The 2.0-litre (45 TFSI) petrol gives you 242bhp for a hot-hatchback-like 0-62mph time of 5.8sec, delivering its best if you keep the engine spinning at 3000rpm or more – but it isn't cheap as we'll come on to explain later. Meanwhile, the 35 TDI 2.0-litre diesel can feel a little flat when overtaking on faster roads but offers a good compromise between pace and efficiency if you do lots of miles. The 197bhp 40 TDI diesel is noticeably stronger but considerably more expensive, partly because it's available only with quattro four-wheel drive.
A six-speed manual gearbox comes as standard on the 35 TFSI petrol and 35 TDI diesel engines; it's reasonably light and easy to use even if it isn't the most precise shift action. You can pay extra to have a seven-speed automatic (S tronic) gearbox, something you get as standard with the 40 TDI and 45 TFSI, and it generally shuffles through the gears quickly and smoothly. It’s also less ponderous than the Range Rover Evoque’s automatic gearbox.
The Q3 Sportback’s diesel engines are fairly loud when you accelerate hard and, to a lesser extent, the same is also true of the 45 TFSI petrol engine. However, the Q3 gets close to matching the Evoque’s low levels of wind and road noise, even with 20in wheels (the largest available) fitted.
How the Q3 feels on the road can be determined through Audi’s Drive Select system, which is standard across the range. Of its preset modes, Dynamic is supposed to be the sportiest and combines heavier steering and a sharper (and often jerky) accelerator responses. If you've gone for Vorsprung trim, this also puts the adaptive suspension into its firmest setting.
Unfortunately, despite having plenty of grip, the Q3 Sportback is rather short on driver involvement. If you’re a keen driver, we’d recommend it over an Evoque, but the BMW X2 and Seat Ateca are considerably more fun through the corners.

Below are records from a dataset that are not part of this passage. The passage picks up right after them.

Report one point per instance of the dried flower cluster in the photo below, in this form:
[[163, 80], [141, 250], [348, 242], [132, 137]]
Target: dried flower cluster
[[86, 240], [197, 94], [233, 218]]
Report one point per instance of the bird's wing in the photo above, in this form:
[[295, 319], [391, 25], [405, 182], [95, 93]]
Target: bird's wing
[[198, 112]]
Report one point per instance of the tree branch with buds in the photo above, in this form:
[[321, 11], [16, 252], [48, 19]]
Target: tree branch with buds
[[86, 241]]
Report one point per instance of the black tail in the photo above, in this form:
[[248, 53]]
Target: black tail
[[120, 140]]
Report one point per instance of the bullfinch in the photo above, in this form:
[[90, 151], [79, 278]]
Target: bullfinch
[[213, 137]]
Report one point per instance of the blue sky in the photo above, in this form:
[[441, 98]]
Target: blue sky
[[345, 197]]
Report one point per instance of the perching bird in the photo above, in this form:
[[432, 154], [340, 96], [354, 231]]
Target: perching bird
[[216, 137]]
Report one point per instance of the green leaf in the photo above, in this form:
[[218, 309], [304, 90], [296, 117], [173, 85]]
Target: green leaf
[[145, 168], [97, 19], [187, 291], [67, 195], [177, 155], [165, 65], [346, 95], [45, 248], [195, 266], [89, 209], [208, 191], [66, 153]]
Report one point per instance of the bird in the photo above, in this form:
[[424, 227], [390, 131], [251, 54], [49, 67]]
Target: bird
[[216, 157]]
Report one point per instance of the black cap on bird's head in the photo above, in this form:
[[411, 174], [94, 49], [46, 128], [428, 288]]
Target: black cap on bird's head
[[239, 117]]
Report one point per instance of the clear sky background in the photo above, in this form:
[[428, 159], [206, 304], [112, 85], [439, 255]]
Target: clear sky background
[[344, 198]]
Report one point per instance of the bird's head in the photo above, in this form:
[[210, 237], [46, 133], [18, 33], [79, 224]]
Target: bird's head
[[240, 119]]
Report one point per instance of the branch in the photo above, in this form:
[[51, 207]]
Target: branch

The standard sports suspension that's fitted to almost all Q3 Sportbacks is relatively firm; you’ll notice the majority of road imperfections as you drive along. If comfortable is a priority then the Evoque is a better bet. As we've already said, Vorsprung versions of the Q3 Sportback have adaptive suspension and ride fairly smoothly is you switch to Comfort mode. It's just a pity they're so expensive to buy.